SYDNEY - Record numbers of humpback whales have migrated up Australia's east coast this southern hemisphere winter, suggesting the population has recovered since being hunted almost to extinction, a whale expert said yesterday.


However, the protected species still faces hazards, including pollutants, said Dave Paton of the Southern Cross Centre for Whale Research.

Paton said the whales are heading from the Antarctic to warmer breeding grounds and a team from the centre and Australia's National Parks and Wildlife Service had counted 591 whales off Byron Bay, New South Wales in the last week of June and first week of July.

Last year over the same time, officials counted around 572.

"We are seeing a general increase in the number of animals," Paton told Reuters.
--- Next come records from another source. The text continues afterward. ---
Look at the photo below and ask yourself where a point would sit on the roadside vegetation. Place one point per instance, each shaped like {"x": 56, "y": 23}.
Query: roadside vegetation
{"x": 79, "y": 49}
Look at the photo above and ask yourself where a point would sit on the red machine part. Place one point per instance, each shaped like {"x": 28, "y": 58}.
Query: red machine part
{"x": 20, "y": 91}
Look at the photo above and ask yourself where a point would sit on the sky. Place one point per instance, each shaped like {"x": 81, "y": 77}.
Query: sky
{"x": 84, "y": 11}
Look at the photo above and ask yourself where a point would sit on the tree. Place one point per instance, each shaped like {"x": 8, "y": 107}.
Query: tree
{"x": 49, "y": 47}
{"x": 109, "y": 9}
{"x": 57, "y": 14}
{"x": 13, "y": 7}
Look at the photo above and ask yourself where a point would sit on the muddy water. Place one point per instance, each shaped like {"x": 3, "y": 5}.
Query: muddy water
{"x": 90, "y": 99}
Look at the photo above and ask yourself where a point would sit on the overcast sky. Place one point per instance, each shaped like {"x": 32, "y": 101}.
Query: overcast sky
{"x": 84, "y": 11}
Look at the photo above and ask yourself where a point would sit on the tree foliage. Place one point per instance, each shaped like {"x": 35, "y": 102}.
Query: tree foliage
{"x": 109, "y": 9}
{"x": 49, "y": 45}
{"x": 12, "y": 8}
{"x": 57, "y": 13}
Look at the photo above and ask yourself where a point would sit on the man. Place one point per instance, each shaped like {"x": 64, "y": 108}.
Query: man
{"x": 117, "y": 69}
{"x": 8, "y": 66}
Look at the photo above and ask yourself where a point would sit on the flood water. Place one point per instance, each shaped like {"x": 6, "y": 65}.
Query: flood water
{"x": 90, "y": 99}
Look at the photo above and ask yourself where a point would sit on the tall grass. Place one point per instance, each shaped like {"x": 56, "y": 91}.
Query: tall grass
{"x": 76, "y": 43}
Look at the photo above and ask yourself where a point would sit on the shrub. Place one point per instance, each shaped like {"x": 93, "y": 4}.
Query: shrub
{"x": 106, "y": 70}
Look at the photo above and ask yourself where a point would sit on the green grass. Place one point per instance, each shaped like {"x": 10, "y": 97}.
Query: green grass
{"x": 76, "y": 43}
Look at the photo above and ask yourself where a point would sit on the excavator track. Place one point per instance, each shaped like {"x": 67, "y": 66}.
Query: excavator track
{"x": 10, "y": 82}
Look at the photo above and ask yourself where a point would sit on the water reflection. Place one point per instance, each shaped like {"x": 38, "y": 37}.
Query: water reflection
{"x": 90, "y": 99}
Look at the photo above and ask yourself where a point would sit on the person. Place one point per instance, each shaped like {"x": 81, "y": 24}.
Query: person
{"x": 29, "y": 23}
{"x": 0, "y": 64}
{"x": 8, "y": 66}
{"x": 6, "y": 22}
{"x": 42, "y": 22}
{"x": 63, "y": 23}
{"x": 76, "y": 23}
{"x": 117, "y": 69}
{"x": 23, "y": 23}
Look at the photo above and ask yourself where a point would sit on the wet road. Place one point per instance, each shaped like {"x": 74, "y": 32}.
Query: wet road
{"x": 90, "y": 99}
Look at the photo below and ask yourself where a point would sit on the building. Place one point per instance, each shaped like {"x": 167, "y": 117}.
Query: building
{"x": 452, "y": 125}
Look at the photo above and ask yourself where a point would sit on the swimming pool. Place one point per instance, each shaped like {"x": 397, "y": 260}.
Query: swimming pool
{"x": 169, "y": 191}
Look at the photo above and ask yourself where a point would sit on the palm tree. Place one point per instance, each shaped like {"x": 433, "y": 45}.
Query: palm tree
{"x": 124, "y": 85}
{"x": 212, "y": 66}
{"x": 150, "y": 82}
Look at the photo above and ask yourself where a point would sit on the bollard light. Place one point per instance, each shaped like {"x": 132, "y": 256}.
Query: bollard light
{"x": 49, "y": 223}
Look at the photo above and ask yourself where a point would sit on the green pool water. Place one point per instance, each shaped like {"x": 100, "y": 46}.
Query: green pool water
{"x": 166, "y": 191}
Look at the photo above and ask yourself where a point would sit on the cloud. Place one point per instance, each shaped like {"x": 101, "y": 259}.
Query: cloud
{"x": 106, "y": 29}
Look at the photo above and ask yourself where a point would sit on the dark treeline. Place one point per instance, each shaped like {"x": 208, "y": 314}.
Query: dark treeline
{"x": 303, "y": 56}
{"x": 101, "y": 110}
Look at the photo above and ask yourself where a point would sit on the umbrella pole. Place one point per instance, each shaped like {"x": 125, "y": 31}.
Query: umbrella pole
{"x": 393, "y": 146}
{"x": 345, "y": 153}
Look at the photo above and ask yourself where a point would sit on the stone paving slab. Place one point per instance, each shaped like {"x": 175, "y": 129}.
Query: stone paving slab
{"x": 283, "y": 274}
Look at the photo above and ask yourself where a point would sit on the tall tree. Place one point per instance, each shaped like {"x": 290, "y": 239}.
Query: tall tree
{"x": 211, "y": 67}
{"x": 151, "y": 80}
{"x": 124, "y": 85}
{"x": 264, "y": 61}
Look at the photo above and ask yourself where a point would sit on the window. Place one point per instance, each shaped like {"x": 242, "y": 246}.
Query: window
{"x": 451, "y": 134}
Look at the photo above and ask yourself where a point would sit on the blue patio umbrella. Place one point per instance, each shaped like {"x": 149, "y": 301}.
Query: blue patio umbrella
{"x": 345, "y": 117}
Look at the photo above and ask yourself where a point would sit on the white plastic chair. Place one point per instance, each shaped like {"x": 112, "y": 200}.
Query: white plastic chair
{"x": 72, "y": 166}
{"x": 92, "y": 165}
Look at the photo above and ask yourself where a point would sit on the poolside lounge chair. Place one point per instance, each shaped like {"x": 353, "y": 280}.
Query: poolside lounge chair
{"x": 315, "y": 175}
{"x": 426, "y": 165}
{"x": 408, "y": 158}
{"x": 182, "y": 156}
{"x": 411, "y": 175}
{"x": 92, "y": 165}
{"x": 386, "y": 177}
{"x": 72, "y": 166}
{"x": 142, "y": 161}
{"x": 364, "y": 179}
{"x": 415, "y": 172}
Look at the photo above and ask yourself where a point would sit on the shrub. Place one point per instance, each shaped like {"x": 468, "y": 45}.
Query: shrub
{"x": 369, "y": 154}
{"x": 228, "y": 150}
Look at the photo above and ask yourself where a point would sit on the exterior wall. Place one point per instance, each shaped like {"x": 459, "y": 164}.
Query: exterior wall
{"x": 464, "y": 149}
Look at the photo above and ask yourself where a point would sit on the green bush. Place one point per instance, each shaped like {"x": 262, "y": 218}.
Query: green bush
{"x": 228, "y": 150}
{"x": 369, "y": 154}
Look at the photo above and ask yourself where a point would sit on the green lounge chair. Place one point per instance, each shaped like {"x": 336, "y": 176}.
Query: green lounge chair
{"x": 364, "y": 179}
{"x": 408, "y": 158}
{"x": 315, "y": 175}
He said combining records from other studies showed that the humpback whales population is growing around 10 percent a year.

"That's pretty good to see," he said.

Humpback whales, which weigh 25 to 40-tonnes and can grow to more than 15 metres (48 feet), numbered between 15,000-20,000 in the South Pacific off Australia's east coast before hunting reduced them to just 200-500 by the 1960s, when they became protected.

Based on the surveys being conducted off Australia, Paton said it was estimated that the population had recovered to 4,500-5,000.

But he said it was too early to say the whales were off the endangered list.

Studies have found high amounts of heavy metals and other industrial contaminants in their blubber, while their main food source, a small shrimp-like crustacean called krill, is being harvested and global warming may be affecting their habitat.

"They may not be endangered but they're certainly still being impacted," Paton said.